Però “Caporetto” continuò a pesare. Incalzato da chi pretendeva un’indagine parlamentare sulla “rotta” e mentre venivano insinuati persino complotti politici e tradimenti di generali, il governo, presieduto da Vittorio Emanuele Orlando, il 12 gennaio 1918 istituì la Commissione d’Inchiesta su Gli avvenimenti dall’Isonzo al Piave, poi divenuta indagine su Le cause e le responsabilità degli avvenimenti dall’Isonzo al Piave. Fra il 15 febbraio 1918 e il 25 giugno 1919 la Commissione tenne 241 sedute, raccolse una mole enorme di documenti, approntò la Relazione (scritta dal colonnello Fulvio Zugaro con la collaborazione di Efisio Marras e altri) e la consegnò al governo (24 luglio). Il 10 agosto ne comparve il vol. II, accolto come denuncia a tutto tondo della condotta dei vertici militari: Cadorna (bollato come egocentrico), Porro (un incapace), Capello (un “macellaio”), Badoglio, Cavaciocchi, Bongiovanni, Montuori… e molti altri alti ufficiali. La polemica divenne rovente e si intrecciò con quella sulla “vittoria mutilata”. In settembre la Relazione fu discussa alla Camera, ormai prossima allo scioglimento, mentre Gabriele d’Annunzio
capitanava la Marcia di Ronchi su Fiume. L’ Inchiesta escluse responsabilità del governo e cause politiche.
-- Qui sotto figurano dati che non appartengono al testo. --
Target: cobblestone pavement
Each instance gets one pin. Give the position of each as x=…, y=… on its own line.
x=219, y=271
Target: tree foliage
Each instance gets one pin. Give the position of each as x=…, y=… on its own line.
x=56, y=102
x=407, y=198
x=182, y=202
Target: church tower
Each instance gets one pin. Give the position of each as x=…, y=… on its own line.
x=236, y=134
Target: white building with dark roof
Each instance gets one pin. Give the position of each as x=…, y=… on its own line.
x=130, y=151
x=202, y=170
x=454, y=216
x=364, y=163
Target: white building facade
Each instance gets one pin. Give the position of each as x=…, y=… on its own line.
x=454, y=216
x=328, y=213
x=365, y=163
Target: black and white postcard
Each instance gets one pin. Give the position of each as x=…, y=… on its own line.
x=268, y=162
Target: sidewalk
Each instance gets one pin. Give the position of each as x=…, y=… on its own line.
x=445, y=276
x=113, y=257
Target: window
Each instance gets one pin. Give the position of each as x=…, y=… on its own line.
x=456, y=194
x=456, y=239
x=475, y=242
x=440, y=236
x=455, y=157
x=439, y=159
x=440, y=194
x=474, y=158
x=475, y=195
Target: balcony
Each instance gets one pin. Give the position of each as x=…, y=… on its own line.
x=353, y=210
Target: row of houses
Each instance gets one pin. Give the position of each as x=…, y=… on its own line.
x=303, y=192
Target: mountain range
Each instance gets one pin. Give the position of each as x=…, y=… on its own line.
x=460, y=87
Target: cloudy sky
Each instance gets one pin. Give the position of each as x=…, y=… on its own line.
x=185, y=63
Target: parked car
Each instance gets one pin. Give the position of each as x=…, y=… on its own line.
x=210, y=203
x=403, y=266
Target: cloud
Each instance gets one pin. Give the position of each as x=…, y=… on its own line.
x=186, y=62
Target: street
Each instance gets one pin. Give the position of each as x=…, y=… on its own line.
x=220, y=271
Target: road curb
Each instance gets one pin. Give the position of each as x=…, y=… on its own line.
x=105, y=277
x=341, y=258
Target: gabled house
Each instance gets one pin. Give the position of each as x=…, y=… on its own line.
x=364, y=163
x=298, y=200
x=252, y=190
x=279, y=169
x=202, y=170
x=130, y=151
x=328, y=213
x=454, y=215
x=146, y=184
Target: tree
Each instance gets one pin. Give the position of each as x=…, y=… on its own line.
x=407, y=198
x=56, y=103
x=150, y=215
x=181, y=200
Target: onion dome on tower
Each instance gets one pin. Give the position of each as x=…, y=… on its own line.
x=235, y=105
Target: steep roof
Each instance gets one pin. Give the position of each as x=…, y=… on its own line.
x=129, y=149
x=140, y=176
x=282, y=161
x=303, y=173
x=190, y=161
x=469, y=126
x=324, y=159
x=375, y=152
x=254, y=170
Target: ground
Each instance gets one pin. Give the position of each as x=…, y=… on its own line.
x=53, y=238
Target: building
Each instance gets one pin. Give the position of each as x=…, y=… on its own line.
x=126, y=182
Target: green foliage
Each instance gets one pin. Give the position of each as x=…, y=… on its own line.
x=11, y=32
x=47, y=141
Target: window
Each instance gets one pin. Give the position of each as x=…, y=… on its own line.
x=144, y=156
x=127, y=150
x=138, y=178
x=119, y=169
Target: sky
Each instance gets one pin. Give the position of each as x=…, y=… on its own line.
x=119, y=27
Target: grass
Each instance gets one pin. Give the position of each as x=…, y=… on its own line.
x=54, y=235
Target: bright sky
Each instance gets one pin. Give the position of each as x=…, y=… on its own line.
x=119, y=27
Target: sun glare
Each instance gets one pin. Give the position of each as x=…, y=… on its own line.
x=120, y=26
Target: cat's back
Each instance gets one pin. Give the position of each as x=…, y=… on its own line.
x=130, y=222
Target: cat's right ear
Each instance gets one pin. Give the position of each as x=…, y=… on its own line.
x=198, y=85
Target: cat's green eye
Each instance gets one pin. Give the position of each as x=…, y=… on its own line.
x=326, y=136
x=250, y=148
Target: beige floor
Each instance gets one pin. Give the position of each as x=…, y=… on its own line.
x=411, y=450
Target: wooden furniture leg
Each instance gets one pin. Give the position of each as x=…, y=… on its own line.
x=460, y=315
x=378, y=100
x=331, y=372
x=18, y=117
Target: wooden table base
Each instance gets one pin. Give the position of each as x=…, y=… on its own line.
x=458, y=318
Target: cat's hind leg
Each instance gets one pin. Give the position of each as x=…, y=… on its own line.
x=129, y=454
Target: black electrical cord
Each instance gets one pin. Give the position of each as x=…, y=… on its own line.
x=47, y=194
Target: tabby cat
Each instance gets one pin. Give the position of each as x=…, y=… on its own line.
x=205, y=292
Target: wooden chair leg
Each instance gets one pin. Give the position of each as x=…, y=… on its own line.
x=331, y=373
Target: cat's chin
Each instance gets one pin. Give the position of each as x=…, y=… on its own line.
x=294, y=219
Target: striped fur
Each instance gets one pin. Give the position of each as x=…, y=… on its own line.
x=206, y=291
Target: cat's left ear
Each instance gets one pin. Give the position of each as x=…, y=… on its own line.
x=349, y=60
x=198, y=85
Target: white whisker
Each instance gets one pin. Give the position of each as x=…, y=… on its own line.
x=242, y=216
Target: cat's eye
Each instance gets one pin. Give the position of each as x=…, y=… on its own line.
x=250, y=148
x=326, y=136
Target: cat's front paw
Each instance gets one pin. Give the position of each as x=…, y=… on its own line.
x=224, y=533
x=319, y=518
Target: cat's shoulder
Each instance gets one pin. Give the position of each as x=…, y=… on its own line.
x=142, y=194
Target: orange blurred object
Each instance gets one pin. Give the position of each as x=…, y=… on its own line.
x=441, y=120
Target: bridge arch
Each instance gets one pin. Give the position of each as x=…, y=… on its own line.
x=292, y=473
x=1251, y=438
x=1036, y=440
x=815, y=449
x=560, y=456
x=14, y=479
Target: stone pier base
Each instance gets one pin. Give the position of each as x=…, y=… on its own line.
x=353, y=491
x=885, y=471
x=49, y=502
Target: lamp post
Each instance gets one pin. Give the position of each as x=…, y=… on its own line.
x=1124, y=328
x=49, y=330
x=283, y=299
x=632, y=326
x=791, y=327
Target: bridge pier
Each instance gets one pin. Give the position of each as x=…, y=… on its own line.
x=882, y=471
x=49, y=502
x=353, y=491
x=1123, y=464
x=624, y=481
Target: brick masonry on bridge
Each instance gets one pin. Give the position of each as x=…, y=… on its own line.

Mise invece sotto accusa la catena

di comando, tacciata di aver alimentato il malcontento nell’Esercito e nel Paese con metodi vessatori (decimazioni, condanne a morte, ecc.), generando il collasso. La realtà, però, fu molto diversa, come documentano la memorialistica e studi scientifici.

La riedizione dell’Inchiesta – scrive nella prefazione Aldo A. Mola, membro della Giuria del Premio Acqui Storia – costituisce un’apertura di credito da parte dell’Ufficio Storico dello Stato Maggiore dell’Esercito nei confronti degli studi storici e della pubblicistica nel centenario della grande Guerra. E’ un invito a misurarsi con la verità dei fatti e con le leggende che la deformarono.

Al termine della relazione Carlo Sburlati aprirà un dibattito fra il pubblico, i giornalisti presenti e gli autori. Le conclusioni della giornata di studi saranno svolte dal Col. Antonino Zarcone, Capo dell’Ufficio Storico dell’Esercito, e dal Prof. Aldo A. Mola.